Kayden rescues me, stepping to my side and answering for me. Confused, overwhelmed with everything but memories, I let my head roll forward, pressing my fingers to my throbbing forehead and telling myself not to crumble. I have to be stronger than this moment in time.
“You don’t know Italian, do you?”
At Kayden’s question, I look up to find the nurse gone and him standing at the end of the bed. “Why would I?”
“It’s the native language.”
He’s making no sense. “No, it’s not.”
“You don’t know that you’re in Rome.” It’s not a question, and he doesn’t wait for an answer. “Of course you don’t. Why would you? You don’t even know your own name.”
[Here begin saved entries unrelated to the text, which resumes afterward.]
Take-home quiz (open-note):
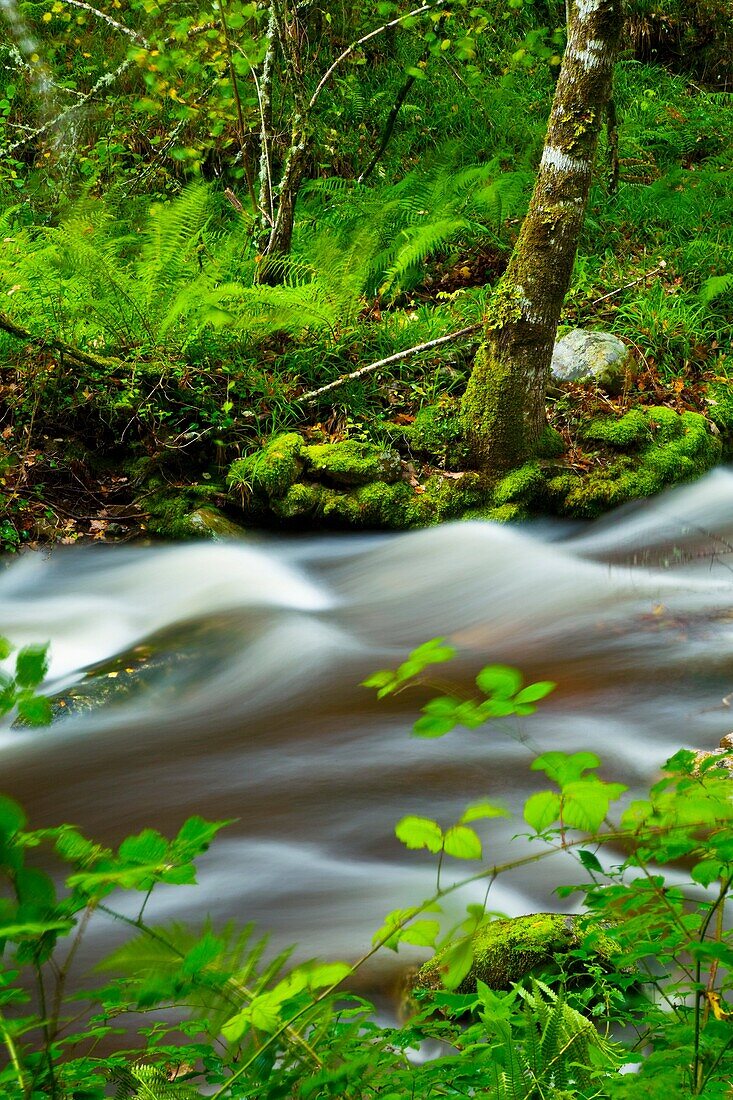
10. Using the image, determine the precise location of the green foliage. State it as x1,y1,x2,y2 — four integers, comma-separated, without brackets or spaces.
0,637,51,725
5,638,733,1095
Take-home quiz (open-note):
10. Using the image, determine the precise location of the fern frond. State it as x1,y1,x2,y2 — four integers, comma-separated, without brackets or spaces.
111,1062,201,1100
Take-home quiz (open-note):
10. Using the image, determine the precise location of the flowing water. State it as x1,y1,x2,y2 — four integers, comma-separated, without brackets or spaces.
3,470,733,986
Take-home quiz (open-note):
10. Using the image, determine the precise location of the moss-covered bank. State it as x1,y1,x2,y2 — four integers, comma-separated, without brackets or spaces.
221,403,720,532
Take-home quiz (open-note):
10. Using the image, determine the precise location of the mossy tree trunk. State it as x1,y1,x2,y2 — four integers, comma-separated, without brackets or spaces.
461,0,624,473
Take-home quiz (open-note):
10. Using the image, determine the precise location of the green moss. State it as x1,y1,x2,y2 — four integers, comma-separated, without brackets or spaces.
645,405,685,443
554,409,720,518
583,408,649,447
461,342,528,473
270,482,325,520
461,502,529,523
706,378,733,446
416,914,617,995
303,440,402,486
537,425,566,458
141,484,231,539
492,461,547,506
394,398,470,470
270,472,486,529
227,433,303,498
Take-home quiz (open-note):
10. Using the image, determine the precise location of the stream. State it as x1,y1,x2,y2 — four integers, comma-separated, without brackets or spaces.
3,469,733,988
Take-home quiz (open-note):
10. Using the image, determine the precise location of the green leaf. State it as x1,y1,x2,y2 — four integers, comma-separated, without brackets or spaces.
16,695,53,727
441,938,474,990
361,670,394,690
15,868,55,908
578,849,604,875
513,681,556,704
524,791,561,833
562,779,627,832
0,918,73,938
0,797,26,840
460,800,509,824
399,919,440,947
180,933,223,977
301,961,352,990
691,859,724,887
222,1008,250,1042
531,751,600,786
410,638,457,665
395,816,443,853
14,645,49,689
0,636,13,660
413,714,456,738
476,664,522,699
422,695,461,716
443,825,482,860
118,829,169,865
174,816,231,858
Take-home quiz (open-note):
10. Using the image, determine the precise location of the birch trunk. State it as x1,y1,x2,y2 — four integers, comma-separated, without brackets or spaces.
461,0,623,473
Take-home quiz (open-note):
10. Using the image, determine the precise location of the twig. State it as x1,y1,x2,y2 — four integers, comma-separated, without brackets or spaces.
298,324,480,403
308,0,448,111
591,262,666,305
3,55,133,154
60,0,150,47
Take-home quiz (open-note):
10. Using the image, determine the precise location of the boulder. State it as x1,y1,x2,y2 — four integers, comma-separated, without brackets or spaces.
186,507,247,539
414,913,618,995
551,329,634,394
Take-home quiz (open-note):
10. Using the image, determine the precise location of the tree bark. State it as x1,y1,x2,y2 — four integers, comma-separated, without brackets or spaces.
461,0,623,473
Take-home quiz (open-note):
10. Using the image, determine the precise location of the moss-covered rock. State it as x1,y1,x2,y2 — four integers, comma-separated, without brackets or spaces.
393,398,470,471
271,472,485,529
584,408,649,447
186,507,247,539
551,407,721,518
705,379,733,452
141,484,232,539
551,329,634,394
228,433,303,498
302,440,402,486
492,461,547,506
415,914,617,995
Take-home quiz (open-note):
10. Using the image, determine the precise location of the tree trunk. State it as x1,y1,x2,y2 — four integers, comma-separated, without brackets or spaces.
461,0,623,473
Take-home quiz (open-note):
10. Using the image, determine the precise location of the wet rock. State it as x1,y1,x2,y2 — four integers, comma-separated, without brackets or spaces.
186,507,247,539
693,733,733,776
551,329,634,394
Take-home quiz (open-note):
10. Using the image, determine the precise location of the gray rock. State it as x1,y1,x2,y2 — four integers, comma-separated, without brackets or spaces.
551,329,633,394
186,507,247,539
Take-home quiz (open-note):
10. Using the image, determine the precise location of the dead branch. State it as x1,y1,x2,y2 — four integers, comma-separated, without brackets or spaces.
0,310,121,371
298,324,480,403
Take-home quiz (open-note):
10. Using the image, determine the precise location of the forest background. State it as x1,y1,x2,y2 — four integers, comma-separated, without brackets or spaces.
2,3,733,1097
0,0,731,546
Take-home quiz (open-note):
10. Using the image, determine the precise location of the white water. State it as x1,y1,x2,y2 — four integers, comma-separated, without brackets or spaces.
3,470,733,981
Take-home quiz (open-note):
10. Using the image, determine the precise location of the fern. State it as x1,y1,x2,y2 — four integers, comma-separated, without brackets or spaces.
485,981,620,1098
111,1063,201,1100
302,156,529,301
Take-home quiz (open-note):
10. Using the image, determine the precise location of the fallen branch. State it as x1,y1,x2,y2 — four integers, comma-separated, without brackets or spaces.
298,324,481,403
592,262,666,306
0,310,120,371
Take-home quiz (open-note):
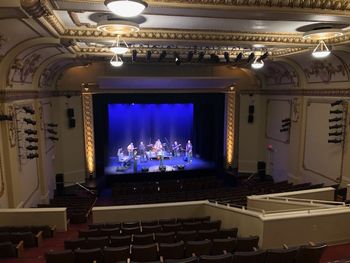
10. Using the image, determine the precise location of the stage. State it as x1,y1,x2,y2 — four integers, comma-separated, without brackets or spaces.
105,156,216,176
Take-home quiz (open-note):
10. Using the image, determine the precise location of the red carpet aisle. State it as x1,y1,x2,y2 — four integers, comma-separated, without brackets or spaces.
1,224,87,263
1,222,350,263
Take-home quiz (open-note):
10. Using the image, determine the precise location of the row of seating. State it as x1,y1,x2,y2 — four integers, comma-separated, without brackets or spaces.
65,236,257,252
46,243,327,263
0,231,42,248
0,225,55,238
0,241,23,259
88,216,212,230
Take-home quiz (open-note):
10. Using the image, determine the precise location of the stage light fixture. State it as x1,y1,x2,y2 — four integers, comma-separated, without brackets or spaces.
198,51,205,62
24,129,37,135
174,52,182,66
158,50,167,62
0,114,13,121
328,139,342,144
224,52,230,63
329,117,342,122
110,53,123,67
23,118,36,125
329,124,342,129
247,52,255,63
210,53,220,63
104,0,148,18
23,106,35,115
131,50,137,62
47,123,58,127
110,35,129,55
312,40,331,58
329,131,343,136
146,50,152,63
330,109,343,114
331,100,343,107
26,137,38,143
187,51,194,62
251,57,264,69
259,51,269,61
235,52,243,63
26,145,38,151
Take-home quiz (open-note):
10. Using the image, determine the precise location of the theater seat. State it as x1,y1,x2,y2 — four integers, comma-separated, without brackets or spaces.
133,233,155,245
103,246,130,263
265,247,298,263
75,248,103,263
45,250,75,263
212,238,235,255
165,256,198,263
295,243,327,263
177,231,197,242
199,253,233,263
235,236,259,252
0,242,17,258
131,243,159,262
64,238,86,250
159,241,185,260
185,240,212,257
110,235,132,247
233,250,267,263
155,232,176,244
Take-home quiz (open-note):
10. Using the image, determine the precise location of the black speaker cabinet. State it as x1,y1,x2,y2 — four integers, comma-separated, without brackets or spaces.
249,105,255,114
56,173,64,193
248,115,254,123
257,161,266,181
67,108,74,118
69,118,76,128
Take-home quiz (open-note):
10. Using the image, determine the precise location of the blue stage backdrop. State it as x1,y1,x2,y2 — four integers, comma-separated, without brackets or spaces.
108,103,194,156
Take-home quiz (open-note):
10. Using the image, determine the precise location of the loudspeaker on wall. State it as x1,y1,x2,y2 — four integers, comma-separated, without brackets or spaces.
69,118,76,128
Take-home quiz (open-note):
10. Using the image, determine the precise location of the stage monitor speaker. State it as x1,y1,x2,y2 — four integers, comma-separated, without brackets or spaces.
249,105,255,114
177,165,185,170
68,118,76,128
55,173,64,193
67,108,74,118
141,167,149,172
248,115,254,123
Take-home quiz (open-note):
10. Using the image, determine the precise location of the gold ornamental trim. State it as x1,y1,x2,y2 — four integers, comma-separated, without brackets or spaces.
82,92,95,177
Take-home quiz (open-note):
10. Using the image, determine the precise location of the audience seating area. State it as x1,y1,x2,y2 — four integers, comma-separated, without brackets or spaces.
37,186,96,224
0,224,55,258
106,177,323,206
45,217,327,263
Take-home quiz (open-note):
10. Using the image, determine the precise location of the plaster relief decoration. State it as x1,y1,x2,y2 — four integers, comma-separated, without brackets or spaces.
292,97,300,122
7,105,17,148
292,53,348,84
39,61,71,89
263,61,299,87
8,46,64,86
0,19,40,57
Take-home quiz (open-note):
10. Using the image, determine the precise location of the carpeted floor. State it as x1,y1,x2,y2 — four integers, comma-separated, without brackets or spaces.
2,222,350,263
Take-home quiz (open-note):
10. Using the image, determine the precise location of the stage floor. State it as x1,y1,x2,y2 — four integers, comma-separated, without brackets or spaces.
105,156,216,175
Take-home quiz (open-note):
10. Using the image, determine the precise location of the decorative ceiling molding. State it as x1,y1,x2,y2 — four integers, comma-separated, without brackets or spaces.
53,0,350,13
241,88,350,97
0,89,81,102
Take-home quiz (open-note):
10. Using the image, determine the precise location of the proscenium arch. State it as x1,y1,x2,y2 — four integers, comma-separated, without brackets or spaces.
0,37,60,88
32,53,76,89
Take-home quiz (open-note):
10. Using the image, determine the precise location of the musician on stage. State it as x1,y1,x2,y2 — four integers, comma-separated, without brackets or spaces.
172,141,181,157
185,140,193,163
127,142,134,158
139,141,147,161
154,139,163,151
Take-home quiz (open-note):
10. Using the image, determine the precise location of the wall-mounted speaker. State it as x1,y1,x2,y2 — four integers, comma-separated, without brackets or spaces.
249,105,255,114
69,118,76,128
248,115,254,123
67,108,74,118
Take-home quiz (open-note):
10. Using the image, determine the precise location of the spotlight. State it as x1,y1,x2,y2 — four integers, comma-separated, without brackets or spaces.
49,136,59,141
259,51,269,61
27,153,39,159
280,128,289,132
331,100,343,107
282,122,291,127
47,123,58,127
330,109,343,114
328,139,342,143
131,50,137,62
146,50,152,63
329,117,342,122
210,53,220,63
26,145,38,151
329,131,343,136
0,115,12,121
224,52,230,63
329,124,342,129
23,106,35,115
174,52,182,66
26,137,38,143
47,129,58,135
247,52,255,63
282,118,291,122
187,51,194,62
158,50,167,62
24,129,37,135
235,52,243,63
23,118,36,125
198,51,205,62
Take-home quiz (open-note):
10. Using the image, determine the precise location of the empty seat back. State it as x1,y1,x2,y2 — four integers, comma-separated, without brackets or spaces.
131,243,159,262
295,244,327,263
235,236,259,252
110,235,131,247
159,241,185,260
103,246,130,263
0,242,17,258
155,232,176,244
45,250,75,263
185,240,212,257
133,233,155,245
199,253,233,263
75,248,103,263
212,238,236,255
265,247,298,263
233,250,267,263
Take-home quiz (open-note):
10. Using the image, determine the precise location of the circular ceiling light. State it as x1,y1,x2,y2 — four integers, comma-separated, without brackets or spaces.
251,57,264,69
303,28,343,40
312,40,331,58
110,53,123,67
110,35,129,54
97,20,140,35
105,0,148,18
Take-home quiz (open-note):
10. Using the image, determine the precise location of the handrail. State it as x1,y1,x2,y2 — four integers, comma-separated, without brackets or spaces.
256,196,346,206
76,182,95,196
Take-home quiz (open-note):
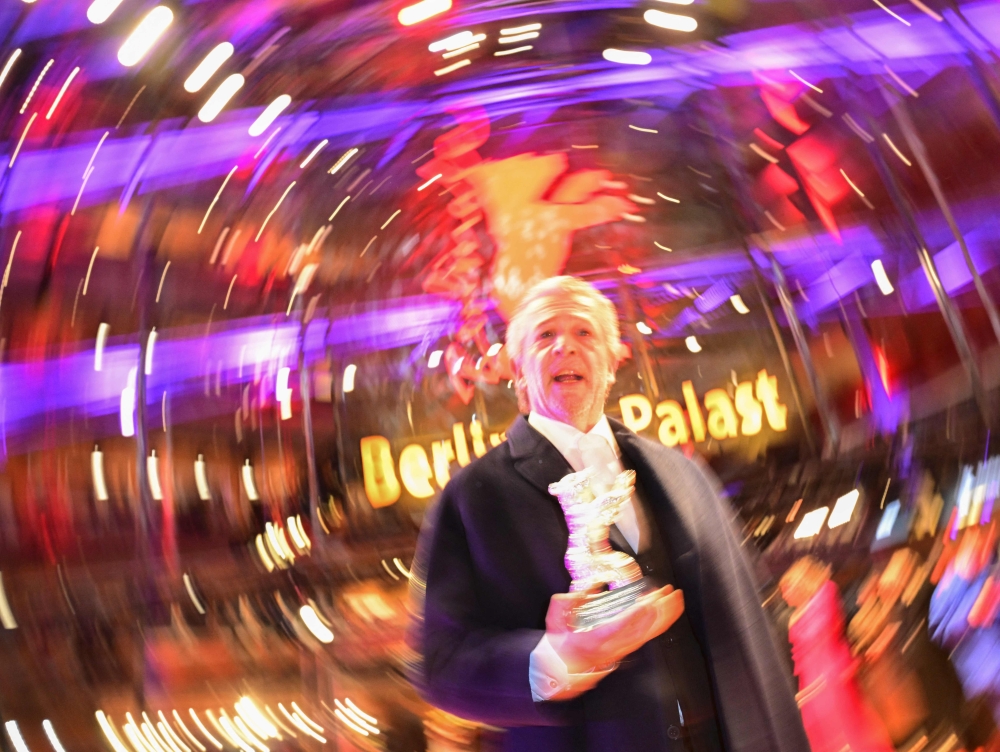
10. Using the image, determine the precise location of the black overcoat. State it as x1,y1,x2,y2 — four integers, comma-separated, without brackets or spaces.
412,415,808,752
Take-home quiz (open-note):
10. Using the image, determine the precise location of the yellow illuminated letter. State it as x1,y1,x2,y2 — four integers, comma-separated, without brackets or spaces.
432,440,455,489
704,389,738,440
619,394,653,432
655,400,689,447
756,369,787,431
734,381,763,435
359,435,400,508
399,444,435,499
681,381,706,442
469,419,488,457
453,423,471,467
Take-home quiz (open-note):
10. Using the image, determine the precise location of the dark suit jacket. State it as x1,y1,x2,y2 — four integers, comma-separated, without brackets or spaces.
411,415,808,752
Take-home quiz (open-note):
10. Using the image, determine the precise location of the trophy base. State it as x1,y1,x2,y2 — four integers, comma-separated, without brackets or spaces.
570,579,649,632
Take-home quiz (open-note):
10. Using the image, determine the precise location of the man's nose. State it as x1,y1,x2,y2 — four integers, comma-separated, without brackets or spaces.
553,333,576,353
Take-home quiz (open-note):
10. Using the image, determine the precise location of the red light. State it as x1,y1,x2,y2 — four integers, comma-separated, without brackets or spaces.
398,0,451,25
873,344,891,396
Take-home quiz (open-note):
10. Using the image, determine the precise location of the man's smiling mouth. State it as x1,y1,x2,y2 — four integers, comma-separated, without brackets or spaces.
553,372,584,383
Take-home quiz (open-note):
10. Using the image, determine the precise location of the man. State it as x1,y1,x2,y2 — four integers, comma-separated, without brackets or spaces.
411,276,808,751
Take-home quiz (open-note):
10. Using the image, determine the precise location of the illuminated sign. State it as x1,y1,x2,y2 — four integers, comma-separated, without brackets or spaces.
360,369,787,508
617,369,787,445
360,420,504,507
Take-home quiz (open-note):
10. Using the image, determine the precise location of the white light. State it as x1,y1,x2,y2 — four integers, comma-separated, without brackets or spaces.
287,515,309,552
0,574,17,629
87,0,125,23
398,0,452,26
0,50,22,92
500,22,541,34
828,489,860,529
277,367,293,420
731,294,750,314
644,8,698,31
603,48,651,65
46,66,81,120
498,31,538,44
183,573,206,614
95,322,110,371
299,604,334,643
198,73,244,123
120,367,137,437
793,507,830,539
429,30,474,52
685,335,702,353
255,535,275,572
147,451,163,501
242,460,259,501
428,350,443,368
184,42,234,93
486,343,502,356
452,356,464,375
636,322,653,335
194,454,211,501
92,446,109,502
299,139,328,168
145,328,157,375
871,259,894,295
96,712,130,752
876,499,901,540
418,174,442,190
118,6,174,67
342,364,356,393
249,94,291,137
328,148,358,175
5,722,28,752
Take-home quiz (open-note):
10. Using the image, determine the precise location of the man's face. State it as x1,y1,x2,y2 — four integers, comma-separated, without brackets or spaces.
515,294,616,432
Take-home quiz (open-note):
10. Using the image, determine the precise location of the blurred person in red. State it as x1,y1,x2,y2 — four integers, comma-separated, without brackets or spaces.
412,276,808,752
780,556,895,752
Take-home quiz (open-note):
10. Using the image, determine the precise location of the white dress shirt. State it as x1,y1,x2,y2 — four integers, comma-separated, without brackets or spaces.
526,412,650,701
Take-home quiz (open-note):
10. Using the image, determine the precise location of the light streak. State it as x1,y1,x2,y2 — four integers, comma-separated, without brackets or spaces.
224,275,237,309
198,166,237,234
118,7,174,67
788,69,822,93
187,710,222,750
730,294,750,314
749,143,778,163
299,139,328,168
654,241,672,252
328,195,350,220
184,42,234,93
256,181,296,242
398,0,451,26
156,261,170,303
253,128,280,158
602,49,651,65
380,209,401,229
9,112,37,168
643,9,697,31
882,133,912,166
871,259,895,295
88,0,126,24
442,42,480,59
498,31,538,44
494,46,532,56
300,605,334,643
0,50,22,92
434,59,470,76
684,335,702,353
628,124,658,133
872,0,911,24
500,22,541,34
46,66,80,119
417,173,442,190
198,74,244,122
249,94,291,137
21,58,53,114
327,148,358,175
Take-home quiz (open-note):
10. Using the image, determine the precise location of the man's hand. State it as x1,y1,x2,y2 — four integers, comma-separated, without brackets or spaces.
544,585,685,675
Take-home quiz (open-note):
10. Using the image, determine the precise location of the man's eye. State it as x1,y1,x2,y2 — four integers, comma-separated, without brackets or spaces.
538,331,554,339
578,329,592,337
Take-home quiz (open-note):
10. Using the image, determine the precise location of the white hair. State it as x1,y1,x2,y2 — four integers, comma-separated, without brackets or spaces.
504,276,623,413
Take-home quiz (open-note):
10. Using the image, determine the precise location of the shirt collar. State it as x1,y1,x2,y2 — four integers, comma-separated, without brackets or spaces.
527,412,621,466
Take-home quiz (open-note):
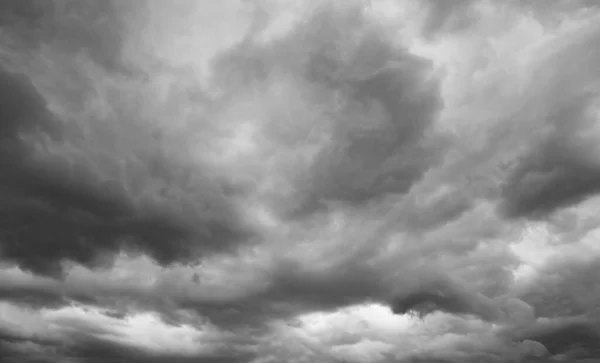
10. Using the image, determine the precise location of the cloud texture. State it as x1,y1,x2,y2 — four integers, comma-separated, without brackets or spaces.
1,0,600,362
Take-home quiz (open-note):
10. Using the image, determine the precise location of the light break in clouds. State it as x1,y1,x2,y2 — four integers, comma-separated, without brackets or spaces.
1,0,600,362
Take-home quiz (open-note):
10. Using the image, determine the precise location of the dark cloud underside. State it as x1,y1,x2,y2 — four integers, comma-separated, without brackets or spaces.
501,135,600,219
0,4,254,277
2,1,600,362
501,98,600,219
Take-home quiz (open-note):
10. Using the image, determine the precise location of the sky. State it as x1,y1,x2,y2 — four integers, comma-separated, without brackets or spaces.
1,0,600,362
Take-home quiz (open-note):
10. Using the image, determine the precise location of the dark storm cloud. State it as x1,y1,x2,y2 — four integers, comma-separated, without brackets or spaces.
213,2,445,217
302,60,443,214
0,240,518,337
504,316,600,359
5,1,600,362
532,321,600,359
388,274,505,322
0,50,252,276
0,341,60,363
0,64,56,142
0,284,66,309
509,256,600,359
392,290,479,319
500,22,600,220
299,7,445,216
177,260,386,328
501,130,600,220
519,257,600,319
398,191,474,233
0,266,107,310
126,197,522,332
0,311,59,361
248,250,392,319
500,93,600,220
173,256,519,331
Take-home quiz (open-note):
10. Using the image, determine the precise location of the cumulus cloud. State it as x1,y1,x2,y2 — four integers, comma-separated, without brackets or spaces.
2,0,600,362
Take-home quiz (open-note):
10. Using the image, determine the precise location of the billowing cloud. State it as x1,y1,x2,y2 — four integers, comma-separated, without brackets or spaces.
500,20,600,220
2,0,600,362
209,1,446,218
0,4,256,277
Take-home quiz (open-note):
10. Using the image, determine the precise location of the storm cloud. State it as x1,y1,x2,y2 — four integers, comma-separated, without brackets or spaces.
500,21,600,220
210,2,446,218
2,1,600,362
0,4,255,278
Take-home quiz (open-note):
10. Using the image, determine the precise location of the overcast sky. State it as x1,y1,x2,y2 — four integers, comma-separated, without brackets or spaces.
1,0,600,362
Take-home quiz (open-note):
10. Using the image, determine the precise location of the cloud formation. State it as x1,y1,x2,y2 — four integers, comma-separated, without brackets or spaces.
2,0,600,362
0,2,256,278
500,20,600,220
210,2,446,218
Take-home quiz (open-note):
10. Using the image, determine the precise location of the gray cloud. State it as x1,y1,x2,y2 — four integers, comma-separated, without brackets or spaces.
417,0,600,40
212,2,446,218
2,1,600,362
0,0,137,73
59,340,252,363
418,0,477,39
0,337,252,363
506,253,600,359
504,316,600,360
0,6,255,278
390,286,500,322
519,257,600,320
170,253,524,332
500,102,600,220
514,0,600,27
0,301,256,363
500,21,600,220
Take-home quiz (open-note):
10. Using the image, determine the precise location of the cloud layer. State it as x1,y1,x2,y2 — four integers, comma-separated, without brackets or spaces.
2,0,600,362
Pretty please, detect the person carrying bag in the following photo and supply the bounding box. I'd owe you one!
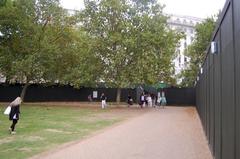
[7,97,22,134]
[4,105,11,115]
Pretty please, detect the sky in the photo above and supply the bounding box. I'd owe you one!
[60,0,226,19]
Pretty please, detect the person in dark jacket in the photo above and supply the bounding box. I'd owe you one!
[127,94,133,107]
[100,93,107,109]
[139,93,145,108]
[9,97,22,134]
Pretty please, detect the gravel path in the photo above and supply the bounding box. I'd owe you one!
[31,107,212,159]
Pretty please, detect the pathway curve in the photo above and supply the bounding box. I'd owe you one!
[31,107,212,159]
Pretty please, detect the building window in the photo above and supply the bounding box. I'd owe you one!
[190,29,194,34]
[184,57,187,62]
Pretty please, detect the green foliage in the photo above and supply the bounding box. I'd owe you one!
[0,0,182,92]
[80,0,182,88]
[61,30,103,87]
[0,0,93,100]
[180,17,216,87]
[0,0,7,7]
[0,0,89,85]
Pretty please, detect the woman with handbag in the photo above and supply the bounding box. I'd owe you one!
[8,97,22,134]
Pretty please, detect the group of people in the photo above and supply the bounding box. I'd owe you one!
[4,92,165,134]
[139,92,166,108]
[157,92,167,107]
[98,92,166,109]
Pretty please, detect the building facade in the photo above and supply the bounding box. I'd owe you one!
[167,14,203,82]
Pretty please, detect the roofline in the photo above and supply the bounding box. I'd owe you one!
[165,13,204,21]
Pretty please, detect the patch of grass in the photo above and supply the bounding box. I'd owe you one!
[0,104,121,159]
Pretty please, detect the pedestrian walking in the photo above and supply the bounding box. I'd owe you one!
[127,94,133,107]
[147,94,152,107]
[160,91,167,108]
[157,92,161,107]
[139,93,145,108]
[100,93,107,109]
[8,97,22,134]
[144,94,148,107]
[88,94,93,102]
[152,94,156,108]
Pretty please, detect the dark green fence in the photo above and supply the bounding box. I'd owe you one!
[196,0,240,158]
[0,84,195,105]
[0,84,136,103]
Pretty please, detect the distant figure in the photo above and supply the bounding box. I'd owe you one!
[144,94,148,107]
[157,95,161,107]
[100,93,107,109]
[139,93,145,108]
[88,94,93,102]
[127,95,133,107]
[9,97,22,134]
[147,94,152,107]
[152,94,156,107]
[160,91,167,108]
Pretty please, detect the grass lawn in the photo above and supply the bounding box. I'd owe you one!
[0,103,122,159]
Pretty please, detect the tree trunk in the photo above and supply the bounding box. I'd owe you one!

“What? I can’t be in Rome. I’m American.”
“You have to know that’s not a logical reply. Plenty of Americans, myself included, live in Rome, while thousands of others visit as tourists.”
“I know that—I meant I don’t live here.”
“So you’re visiting,” he says, rounding the bed to reclaim the stool. “That’s progress. Where do you live?”
“I don’t know,” I say, wracking my brain. “I don’t know. I just know it’s not here.”
“That’s okay. You know you’re American. You know you don’t live here. You’ll remember the rest in time.”
“You have no idea how much I want you to be right.”
“I’m right,” he assures me, “and for the record, you were right, too. I don’t have to stay. But I am.”
“I don’t want to be an obligation.”
“I don’t do obligation, sweetheart.”
“Well, then, pity.”
“Another thing I don’t do, so if you’re looking for someone to feel sorry for you, I’m the wrong guy for the job.”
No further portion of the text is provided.